Author | : Margaret Jean Cormack |
Publisher | : Univ of South Carolina Press |
Total Pages | : 304 |
Release | : 2007 |
ISBN-10 | : 1570036306 |
ISBN-13 | : 9781570036309 |
Rating | : 4/5 (06 Downloads) |
Saints and Their Cults in the Atlantic World traces the changing significance of a dozen saints and holy sites from the fourth century to the twentieth and from Africa, Sicily, Wales, and Iceland to Canada, Boston, Mexico, Brazil, and the Caribbean. Scholars representing the fields of history, art history, religious studies, and communications contribute their perspectives in this interdisciplinary collection, also notable as the first English language study of many of the saints treated in the volume. Several chapters chart the changing images and meanings of holy people as their veneration traveled from the Old World to the New; others describe sites and devotions that developed in the Americas. The ways that a group feels connected to the holy figure by ethnicity or regionalism proves to be a critical factor in a saint's reception, and many contributors discuss the tensions that develop between ecclesiastical authorities and communities of devotees.
Author | : Ennis Barrington Edmonds |
Publisher | : Oxford University Press |
Total Pages | : 161 |
Release | : 2012-12-20 |
ISBN-10 | : 9780199584529 |
ISBN-13 | : 0199584524 |
Rating | : 4/5 (29 Downloads) |
Rastafari has grown into an international socio-religious movement, with adherents of Rastafari found in most of the major population centres and outposts of the world. This Very Short Introduction provides a brief account of this widespread but often poorly understood movement, looking at its history, central principles, and practices.
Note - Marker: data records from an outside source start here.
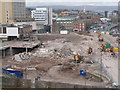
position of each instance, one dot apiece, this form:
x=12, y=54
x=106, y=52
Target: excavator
x=104, y=49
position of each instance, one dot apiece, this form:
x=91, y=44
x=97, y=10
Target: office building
x=11, y=10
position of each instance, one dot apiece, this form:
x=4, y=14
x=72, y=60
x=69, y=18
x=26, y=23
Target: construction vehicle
x=90, y=50
x=77, y=58
x=106, y=49
x=103, y=48
x=101, y=39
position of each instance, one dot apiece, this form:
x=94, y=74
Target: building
x=79, y=25
x=10, y=32
x=42, y=15
x=28, y=21
x=11, y=10
x=69, y=25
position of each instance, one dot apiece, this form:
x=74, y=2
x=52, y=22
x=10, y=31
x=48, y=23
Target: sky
x=72, y=2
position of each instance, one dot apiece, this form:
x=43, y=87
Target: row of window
x=3, y=30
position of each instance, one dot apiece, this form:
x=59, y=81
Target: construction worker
x=77, y=58
x=101, y=39
x=103, y=48
x=90, y=50
x=99, y=35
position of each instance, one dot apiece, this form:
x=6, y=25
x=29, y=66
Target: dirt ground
x=54, y=60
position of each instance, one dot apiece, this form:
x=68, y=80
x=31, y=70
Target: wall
x=15, y=83
x=33, y=23
x=12, y=31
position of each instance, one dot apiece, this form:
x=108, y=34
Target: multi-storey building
x=42, y=15
x=11, y=10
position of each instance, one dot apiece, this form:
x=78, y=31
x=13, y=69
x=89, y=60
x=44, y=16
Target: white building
x=10, y=32
x=42, y=15
x=6, y=32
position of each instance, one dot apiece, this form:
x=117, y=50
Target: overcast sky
x=73, y=2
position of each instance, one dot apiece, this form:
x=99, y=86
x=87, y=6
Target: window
x=4, y=30
x=0, y=30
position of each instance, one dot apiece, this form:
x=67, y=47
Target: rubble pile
x=22, y=56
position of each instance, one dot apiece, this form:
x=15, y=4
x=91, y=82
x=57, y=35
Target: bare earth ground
x=55, y=62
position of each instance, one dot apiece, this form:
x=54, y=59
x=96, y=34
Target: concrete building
x=10, y=32
x=28, y=21
x=42, y=15
x=10, y=10
x=69, y=25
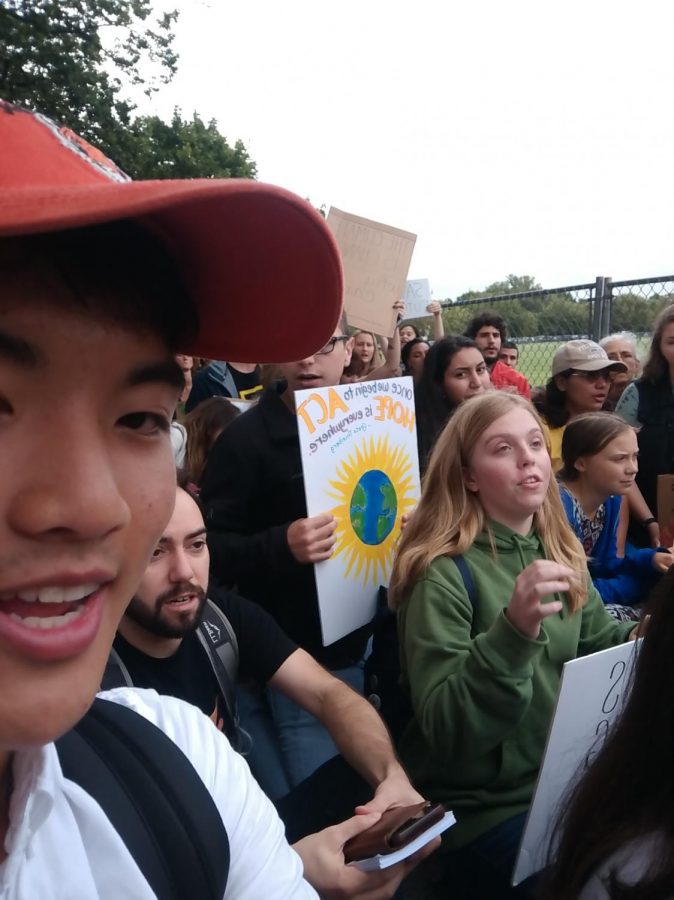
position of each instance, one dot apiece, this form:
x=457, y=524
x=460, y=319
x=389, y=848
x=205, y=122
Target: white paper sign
x=359, y=456
x=417, y=297
x=592, y=692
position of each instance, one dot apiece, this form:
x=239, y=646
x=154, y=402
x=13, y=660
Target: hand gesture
x=653, y=530
x=663, y=560
x=324, y=868
x=399, y=307
x=526, y=609
x=312, y=540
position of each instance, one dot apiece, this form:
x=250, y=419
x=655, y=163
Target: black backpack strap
x=218, y=639
x=116, y=673
x=469, y=584
x=153, y=797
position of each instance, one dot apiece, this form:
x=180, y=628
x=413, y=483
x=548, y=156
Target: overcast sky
x=509, y=136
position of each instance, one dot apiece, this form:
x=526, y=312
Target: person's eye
x=146, y=423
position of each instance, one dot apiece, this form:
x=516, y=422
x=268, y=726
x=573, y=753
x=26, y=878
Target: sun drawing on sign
x=374, y=488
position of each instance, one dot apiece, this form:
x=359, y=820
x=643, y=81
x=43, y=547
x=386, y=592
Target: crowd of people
x=172, y=724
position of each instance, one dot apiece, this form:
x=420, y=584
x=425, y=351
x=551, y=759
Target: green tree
x=74, y=60
x=181, y=148
x=71, y=58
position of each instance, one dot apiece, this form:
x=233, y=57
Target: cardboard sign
x=376, y=260
x=417, y=296
x=666, y=509
x=359, y=457
x=592, y=692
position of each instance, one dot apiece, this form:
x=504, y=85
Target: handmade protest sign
x=417, y=296
x=376, y=259
x=592, y=692
x=359, y=458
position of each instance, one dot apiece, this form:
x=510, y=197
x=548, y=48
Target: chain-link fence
x=539, y=321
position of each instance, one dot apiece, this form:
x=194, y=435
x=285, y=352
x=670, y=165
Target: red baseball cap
x=260, y=264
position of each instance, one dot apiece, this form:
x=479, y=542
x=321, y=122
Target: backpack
x=383, y=687
x=154, y=798
x=217, y=637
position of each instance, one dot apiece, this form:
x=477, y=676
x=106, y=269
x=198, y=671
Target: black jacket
x=252, y=490
x=655, y=436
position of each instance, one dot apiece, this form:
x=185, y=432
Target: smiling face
x=488, y=339
x=407, y=333
x=321, y=369
x=172, y=591
x=613, y=469
x=415, y=361
x=91, y=489
x=466, y=376
x=510, y=470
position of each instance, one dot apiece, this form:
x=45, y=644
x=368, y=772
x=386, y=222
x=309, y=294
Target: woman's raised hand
x=526, y=609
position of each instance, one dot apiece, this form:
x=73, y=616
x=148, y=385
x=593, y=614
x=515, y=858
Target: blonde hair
x=450, y=517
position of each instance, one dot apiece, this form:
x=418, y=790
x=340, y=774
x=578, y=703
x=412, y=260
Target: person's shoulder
x=174, y=717
x=628, y=865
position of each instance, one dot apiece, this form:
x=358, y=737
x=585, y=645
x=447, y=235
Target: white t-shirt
x=61, y=846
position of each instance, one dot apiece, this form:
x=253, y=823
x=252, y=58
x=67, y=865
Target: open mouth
x=51, y=622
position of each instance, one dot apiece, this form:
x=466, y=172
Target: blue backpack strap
x=154, y=798
x=469, y=584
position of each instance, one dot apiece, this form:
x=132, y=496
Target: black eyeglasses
x=330, y=346
x=605, y=374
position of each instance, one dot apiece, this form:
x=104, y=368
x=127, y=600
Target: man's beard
x=182, y=623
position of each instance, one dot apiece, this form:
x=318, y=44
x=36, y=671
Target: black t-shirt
x=247, y=383
x=188, y=675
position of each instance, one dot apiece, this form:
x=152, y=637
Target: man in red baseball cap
x=103, y=281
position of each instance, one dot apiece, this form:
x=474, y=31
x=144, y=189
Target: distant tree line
x=550, y=314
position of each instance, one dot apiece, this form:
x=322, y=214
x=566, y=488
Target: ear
x=348, y=350
x=469, y=480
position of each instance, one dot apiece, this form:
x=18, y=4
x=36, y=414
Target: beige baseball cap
x=584, y=356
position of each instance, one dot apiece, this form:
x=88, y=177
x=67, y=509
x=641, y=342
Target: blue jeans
x=286, y=738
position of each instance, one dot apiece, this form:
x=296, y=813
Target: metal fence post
x=607, y=317
x=598, y=309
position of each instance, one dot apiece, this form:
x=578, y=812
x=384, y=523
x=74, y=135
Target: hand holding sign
x=526, y=610
x=312, y=540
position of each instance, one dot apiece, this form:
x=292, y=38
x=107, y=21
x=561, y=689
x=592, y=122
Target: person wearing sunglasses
x=262, y=540
x=579, y=383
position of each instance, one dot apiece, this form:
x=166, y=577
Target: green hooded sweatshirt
x=484, y=694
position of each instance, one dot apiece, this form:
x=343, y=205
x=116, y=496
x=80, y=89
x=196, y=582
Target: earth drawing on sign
x=373, y=507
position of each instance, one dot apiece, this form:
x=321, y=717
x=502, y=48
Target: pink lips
x=57, y=643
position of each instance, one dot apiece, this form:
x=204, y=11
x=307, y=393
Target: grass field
x=535, y=360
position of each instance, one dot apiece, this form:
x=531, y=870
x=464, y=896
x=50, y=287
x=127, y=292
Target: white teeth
x=56, y=594
x=46, y=622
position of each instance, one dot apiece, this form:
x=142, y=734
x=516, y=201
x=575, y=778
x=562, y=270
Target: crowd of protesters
x=167, y=560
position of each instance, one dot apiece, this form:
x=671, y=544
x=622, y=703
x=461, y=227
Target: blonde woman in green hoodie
x=483, y=672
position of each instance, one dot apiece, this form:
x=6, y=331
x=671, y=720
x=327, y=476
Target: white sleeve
x=262, y=864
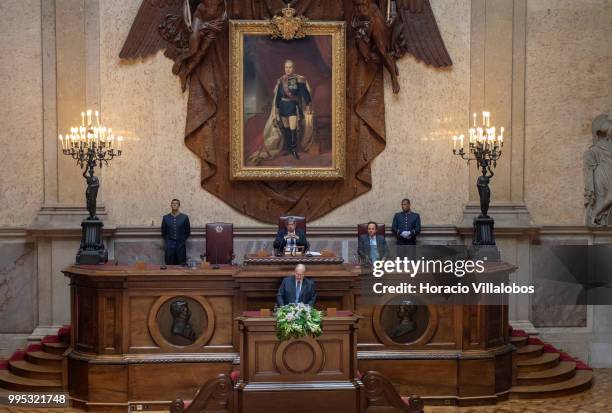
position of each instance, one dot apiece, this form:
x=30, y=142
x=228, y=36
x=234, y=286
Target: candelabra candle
x=91, y=145
x=484, y=144
x=484, y=147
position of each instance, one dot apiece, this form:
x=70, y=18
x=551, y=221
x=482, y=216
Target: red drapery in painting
x=207, y=130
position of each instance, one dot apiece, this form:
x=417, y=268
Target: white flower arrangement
x=294, y=321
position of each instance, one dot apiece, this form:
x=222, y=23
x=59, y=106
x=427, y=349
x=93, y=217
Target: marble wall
x=569, y=66
x=18, y=311
x=21, y=157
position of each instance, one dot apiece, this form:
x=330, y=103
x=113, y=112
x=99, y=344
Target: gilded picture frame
x=287, y=101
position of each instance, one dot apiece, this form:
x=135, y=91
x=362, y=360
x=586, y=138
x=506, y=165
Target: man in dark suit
x=372, y=247
x=406, y=225
x=175, y=231
x=296, y=289
x=290, y=237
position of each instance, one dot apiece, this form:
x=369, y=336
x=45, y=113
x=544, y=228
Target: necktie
x=298, y=288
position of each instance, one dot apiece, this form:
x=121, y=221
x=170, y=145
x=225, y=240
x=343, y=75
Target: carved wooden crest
x=288, y=26
x=195, y=35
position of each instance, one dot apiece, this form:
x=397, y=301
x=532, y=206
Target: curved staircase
x=544, y=371
x=38, y=367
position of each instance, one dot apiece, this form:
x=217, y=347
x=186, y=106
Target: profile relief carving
x=180, y=320
x=598, y=174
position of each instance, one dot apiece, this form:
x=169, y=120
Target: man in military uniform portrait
x=292, y=103
x=175, y=231
x=290, y=126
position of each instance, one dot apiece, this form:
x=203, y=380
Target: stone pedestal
x=92, y=249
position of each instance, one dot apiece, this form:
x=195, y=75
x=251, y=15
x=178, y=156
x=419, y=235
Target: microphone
x=216, y=266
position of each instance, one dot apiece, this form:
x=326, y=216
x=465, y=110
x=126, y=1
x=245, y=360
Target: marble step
x=529, y=351
x=55, y=348
x=44, y=359
x=9, y=381
x=34, y=371
x=519, y=341
x=543, y=362
x=564, y=371
x=582, y=380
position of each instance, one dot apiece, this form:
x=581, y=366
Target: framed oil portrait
x=287, y=102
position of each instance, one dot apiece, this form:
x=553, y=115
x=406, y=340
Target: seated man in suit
x=372, y=247
x=296, y=289
x=290, y=237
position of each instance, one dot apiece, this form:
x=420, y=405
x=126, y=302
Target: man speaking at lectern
x=296, y=289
Author | : William H. Swatos |
Publisher | : Rowman Altamira |
Total Pages | : 618 |
Release | : 1998 |
ISBN-10 | : 0761989560 |
ISBN-13 | : 9780761989561 |
Rating | : 4/5 (60 Downloads) |
As the new millennium approaches, the sacred and profane interface, conflict, and intermingle in novel ways. The Encyclopedia of Religion and Society provides a guide map for these developments. From succinct, brief notes to essay-length entries, it covers world religions, religious perspectives on political and social issues, and religious leaders and scholars -- present and past -- in the United States and the world. This comprehensive volume is an essential reference for studies in the anthropology, psychology, politics, and sociology of religion. Topics include: abortion, adolescence, African-American religious experience, anthropology of religion, Buddhism, commitment, conversion, definition of religion, ecology movement, Emile Durkheim, ethnicity, fundamentalism, Hinduism, Islam, Judaism, new religious movements, organization, parish, Talcott Parsons, racism, research methods, Roman Catholicism, sexism, Unification Church, Max Weber, and many others.